Above all else, there’s been a disturbing lack of professionalism this season. To see Randle last season was to see that work ethic could turn a player from a disappointment to an All-Star, a stopgap to a franchise pillar, and from a problem to the solution. He was someone who had been in the gym improving his game since his underwhelming first season in New York. This year he’s lacked the motor this team needs to be successful. The thumbs down controversy glossed over the true problem: Julius Randle seemed to be becoming the malcontent that Knicks fans thought we were past having to deal with.

This season’s disappointments are not all on Randle, of course. Kemba Walker is no longer a player that should be starting at any capacity.
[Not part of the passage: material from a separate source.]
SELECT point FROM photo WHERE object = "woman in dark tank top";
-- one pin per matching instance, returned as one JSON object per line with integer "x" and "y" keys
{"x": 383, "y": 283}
Fournier, who is playing better, has proven to be a bit of an awkward fit for a team that needs athletes to compete on defense. RJ Barrett is steadily improving but he is still inconsistent with his shot that sometimes comes up as brick as a “Merm” coat. Head coach Tom Thibodeau doesn’t do Randle any favors by saddling him with players that are ineffective like Kemba or even Alec Burks, who has been asked to run the Knick offense despite not being a point guard.

But it starts with Randle, who once told New Yorkers that he was here for us. He hasn’t been here for us in the way we expected this season, and that’s hovered over the season like a dark cloud, bringing us thunder and gloomy rain.